L’asphyxie financière de la ville de Kinshasa est réelle. Et, elle a pour cause, non pas nécessairement la mégestion, moins encore la faible mobilisation des recettes de la DGRK, mais le gouvernement…Matata, selon le ministre Kimbuta des Finances. La rétrocession qui représente 80% du budget de la ville-province ne tombe qu’au compte-goutte et jamais à périodes échues. La situation est encore plus dramatique dans l’arrière-pays.
A Kinshasa, foi d’un conseiller économique du gouvernorat, la rétrocession attendue depuis le mois d’août n’est tombée que début novembre. Pour un budget 2016 de quelque 378 milliards de FC, plus de 290 milliards de FC doivent provenir du gouvernement central. Hélas, quand même l’argent de la rétrocession arrive, elle est considérablement réduite car le gouvernement central s’accapare d’autorité du budget relatif à la (re)construction et exécute des travaux pour lesquels l’Hôtel de ville n’est jamais consulté. C’est le cas des travaux de plantations des fleurs et pelouses notamment le long du mur de clôture du Camp Kokolo ou encore le long de l’avenue de la Justice qui aurait coûté 8 millions de dollars. Le gouvernement Kimbuta en ras-le-bol et tient à ce que cette façon d’agir cesse…pour des relations harmonieuses entre le gouvernement central et les provinces. Le Sud-Ubangi est la première de 26 provinces à s’être dotée d’un budget pour l’exercice 2017. Il se chiffre à quelque 38 milliards de FC, mais le Gouv José Makila a misé sur la rétrocession pour financer à plus de 90% sa loi des finances publiques provinciales. Au Kasaï oriental, même s’il n’a pas encore bouclé son budget, Ngoy Kasanji compte sur le respect de la parole donnée de Kinshasa pour sauver l’aéroport de Bipemba d’une grosse tête d’érosion. Ces trois cas de figure témoignent à suffisance de ce que les provinces s’attendent à davantage de considération de la part du Gouvernement central à Kinshasa.

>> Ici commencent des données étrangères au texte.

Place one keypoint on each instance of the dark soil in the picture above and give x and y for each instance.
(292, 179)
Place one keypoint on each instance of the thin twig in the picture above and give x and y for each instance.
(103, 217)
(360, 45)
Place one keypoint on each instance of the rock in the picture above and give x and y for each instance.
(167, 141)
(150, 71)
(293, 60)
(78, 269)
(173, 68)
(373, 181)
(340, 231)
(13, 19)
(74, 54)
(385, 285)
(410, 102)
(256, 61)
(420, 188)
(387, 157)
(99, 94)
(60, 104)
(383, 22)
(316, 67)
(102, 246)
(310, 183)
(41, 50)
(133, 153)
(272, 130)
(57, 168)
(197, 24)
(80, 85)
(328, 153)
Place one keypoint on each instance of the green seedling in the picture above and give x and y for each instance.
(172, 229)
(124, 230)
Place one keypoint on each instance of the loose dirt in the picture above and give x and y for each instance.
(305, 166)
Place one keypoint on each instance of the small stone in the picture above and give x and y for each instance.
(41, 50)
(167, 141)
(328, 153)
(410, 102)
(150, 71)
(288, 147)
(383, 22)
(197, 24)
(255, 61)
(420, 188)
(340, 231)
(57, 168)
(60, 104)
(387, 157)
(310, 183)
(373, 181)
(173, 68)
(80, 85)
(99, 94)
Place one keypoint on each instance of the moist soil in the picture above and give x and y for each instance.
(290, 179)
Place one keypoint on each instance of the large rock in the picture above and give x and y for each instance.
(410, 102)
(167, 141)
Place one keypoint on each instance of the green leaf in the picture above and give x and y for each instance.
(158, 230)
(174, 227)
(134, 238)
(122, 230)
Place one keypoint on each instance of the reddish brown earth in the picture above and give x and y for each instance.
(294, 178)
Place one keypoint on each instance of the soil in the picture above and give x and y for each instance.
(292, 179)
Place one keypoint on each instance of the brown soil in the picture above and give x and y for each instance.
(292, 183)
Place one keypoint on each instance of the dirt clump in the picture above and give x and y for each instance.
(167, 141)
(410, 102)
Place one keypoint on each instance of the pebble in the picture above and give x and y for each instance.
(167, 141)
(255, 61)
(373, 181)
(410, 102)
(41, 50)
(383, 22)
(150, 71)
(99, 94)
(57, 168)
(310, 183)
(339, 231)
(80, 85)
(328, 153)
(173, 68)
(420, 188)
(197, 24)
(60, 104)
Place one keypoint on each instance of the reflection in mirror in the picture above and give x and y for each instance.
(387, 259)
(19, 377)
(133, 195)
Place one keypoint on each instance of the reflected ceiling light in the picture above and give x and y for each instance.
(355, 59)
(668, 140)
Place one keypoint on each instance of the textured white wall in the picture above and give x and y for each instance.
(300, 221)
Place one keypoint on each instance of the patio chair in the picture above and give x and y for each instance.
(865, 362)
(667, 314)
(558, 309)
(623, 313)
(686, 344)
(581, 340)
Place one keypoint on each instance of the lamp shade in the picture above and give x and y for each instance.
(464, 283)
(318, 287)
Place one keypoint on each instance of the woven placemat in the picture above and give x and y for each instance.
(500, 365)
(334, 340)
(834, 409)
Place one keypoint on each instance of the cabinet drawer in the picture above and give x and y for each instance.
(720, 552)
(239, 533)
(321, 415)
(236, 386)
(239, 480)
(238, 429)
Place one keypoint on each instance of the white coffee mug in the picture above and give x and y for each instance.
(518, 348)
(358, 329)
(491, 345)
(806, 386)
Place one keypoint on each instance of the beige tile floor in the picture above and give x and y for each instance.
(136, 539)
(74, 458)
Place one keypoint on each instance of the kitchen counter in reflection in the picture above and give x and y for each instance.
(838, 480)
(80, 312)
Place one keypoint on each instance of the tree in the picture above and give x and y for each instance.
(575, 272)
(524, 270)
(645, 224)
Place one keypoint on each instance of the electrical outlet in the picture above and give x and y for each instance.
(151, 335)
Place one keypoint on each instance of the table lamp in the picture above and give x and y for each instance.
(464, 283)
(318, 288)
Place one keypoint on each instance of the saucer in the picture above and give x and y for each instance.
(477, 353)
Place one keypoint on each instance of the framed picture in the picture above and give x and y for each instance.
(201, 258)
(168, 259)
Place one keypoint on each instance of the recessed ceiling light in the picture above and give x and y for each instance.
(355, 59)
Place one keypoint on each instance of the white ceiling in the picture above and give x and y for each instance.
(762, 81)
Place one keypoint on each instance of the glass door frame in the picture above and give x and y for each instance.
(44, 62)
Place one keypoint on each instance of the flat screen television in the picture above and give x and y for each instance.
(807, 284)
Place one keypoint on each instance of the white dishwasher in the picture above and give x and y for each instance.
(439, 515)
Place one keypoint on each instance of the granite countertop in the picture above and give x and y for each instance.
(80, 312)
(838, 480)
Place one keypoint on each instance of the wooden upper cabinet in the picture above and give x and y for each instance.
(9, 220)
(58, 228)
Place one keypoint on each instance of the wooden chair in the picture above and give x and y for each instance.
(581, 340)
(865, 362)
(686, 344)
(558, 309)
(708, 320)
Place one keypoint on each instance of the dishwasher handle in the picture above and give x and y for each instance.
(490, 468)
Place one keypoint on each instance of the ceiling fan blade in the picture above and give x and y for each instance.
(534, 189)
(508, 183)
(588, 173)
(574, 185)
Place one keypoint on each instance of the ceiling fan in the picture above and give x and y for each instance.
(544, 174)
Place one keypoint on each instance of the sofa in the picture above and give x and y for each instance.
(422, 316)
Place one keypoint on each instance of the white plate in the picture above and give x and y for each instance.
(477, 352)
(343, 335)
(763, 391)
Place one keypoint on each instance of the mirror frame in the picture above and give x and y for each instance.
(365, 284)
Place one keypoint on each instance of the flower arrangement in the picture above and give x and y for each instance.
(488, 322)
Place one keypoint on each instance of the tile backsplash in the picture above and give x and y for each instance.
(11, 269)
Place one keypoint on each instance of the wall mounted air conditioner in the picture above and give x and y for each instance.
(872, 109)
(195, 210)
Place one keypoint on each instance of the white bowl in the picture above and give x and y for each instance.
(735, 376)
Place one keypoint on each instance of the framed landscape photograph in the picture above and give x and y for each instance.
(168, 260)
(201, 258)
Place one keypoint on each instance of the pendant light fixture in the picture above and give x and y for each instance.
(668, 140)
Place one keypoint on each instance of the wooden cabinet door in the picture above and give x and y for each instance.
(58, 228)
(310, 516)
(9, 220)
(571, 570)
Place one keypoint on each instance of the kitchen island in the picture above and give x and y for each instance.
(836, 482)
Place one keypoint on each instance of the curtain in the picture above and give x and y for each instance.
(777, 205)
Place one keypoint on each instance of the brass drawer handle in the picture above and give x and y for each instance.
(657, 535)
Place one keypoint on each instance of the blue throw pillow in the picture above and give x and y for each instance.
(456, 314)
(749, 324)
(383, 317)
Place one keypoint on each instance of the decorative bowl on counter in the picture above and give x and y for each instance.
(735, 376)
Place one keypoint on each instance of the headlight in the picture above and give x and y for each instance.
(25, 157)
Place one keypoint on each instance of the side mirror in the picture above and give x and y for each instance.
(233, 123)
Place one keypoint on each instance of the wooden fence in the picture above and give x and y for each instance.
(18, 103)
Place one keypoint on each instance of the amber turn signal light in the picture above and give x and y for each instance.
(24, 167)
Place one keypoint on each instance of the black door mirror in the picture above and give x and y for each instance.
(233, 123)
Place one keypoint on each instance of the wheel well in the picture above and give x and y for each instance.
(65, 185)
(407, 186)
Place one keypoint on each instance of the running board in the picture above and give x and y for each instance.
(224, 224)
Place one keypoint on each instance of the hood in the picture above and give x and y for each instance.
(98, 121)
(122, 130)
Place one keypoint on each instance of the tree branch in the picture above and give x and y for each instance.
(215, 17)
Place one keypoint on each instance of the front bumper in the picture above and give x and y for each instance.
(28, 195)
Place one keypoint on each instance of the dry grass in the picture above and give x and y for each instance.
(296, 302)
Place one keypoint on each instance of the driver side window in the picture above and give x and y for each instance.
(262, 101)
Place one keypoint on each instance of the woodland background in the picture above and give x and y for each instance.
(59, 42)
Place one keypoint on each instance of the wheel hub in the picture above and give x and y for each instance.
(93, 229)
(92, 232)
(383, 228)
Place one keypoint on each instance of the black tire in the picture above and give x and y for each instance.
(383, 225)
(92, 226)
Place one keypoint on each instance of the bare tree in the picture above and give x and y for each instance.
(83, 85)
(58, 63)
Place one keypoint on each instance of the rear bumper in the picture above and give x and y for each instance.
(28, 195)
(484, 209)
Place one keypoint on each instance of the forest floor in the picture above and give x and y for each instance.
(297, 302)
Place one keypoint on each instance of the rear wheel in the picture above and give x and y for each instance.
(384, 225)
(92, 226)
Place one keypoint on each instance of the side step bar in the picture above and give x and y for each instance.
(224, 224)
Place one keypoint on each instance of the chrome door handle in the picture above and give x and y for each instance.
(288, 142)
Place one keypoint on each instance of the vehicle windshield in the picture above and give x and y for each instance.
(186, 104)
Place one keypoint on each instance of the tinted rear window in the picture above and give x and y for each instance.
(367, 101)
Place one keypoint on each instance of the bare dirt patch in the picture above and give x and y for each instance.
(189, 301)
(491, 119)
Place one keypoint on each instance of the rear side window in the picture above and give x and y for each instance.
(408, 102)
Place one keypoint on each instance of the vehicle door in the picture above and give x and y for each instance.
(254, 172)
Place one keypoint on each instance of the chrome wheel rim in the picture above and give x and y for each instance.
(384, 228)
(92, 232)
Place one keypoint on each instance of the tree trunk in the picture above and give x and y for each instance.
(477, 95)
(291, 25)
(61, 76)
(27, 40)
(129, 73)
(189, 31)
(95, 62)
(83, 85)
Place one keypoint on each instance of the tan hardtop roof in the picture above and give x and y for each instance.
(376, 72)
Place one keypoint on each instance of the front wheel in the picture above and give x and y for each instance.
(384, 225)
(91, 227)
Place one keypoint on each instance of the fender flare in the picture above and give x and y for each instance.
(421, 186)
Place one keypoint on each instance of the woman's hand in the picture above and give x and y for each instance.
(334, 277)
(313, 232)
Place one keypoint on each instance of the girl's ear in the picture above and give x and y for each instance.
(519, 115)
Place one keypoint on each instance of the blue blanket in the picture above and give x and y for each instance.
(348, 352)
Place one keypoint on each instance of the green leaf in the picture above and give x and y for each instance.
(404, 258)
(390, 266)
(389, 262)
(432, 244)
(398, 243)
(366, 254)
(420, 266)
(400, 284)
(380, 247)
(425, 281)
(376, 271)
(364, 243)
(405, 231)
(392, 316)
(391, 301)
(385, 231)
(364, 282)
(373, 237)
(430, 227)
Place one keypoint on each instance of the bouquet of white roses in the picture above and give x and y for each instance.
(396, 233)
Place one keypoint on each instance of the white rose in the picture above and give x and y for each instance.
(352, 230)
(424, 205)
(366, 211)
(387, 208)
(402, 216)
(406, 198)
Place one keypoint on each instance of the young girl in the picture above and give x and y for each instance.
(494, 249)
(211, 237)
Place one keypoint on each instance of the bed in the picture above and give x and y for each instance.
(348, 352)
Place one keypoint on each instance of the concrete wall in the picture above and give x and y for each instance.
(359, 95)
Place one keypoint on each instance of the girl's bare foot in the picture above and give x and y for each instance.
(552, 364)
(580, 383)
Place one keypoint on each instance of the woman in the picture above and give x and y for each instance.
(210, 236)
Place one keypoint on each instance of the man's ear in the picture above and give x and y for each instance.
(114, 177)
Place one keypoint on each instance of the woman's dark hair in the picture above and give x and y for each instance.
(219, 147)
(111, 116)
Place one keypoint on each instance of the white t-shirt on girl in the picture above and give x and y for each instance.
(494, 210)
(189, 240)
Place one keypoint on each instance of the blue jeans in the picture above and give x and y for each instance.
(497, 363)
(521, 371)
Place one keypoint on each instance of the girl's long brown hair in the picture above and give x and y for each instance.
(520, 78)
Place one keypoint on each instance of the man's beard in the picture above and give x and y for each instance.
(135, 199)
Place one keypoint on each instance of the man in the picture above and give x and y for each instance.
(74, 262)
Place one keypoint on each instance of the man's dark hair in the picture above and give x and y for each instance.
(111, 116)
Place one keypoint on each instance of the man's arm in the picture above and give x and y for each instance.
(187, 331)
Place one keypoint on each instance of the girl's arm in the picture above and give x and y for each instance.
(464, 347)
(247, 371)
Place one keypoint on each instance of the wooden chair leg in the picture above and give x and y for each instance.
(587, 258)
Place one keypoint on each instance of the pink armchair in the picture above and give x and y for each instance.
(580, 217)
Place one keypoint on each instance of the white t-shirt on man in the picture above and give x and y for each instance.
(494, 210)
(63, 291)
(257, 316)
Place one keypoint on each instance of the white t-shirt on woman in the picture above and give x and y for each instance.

Le prochain Premier ministre issu des rangs de l’opposition aura donc du pain sur la planche. Le régime intérimaire, en clair la cohabitation, verrait, contrairement à ce que redoute une bonne frange de l’opinion, le Président moins en conflit avec son Premier ministre que celui-ci avec les Gouv des provinces. Aussi, Joseph Kabila pourrait être d’un secours appréciable pour son Premier ministre.
« Le Chef de l’Etat est en droit de rappeler le PM à l’ordre »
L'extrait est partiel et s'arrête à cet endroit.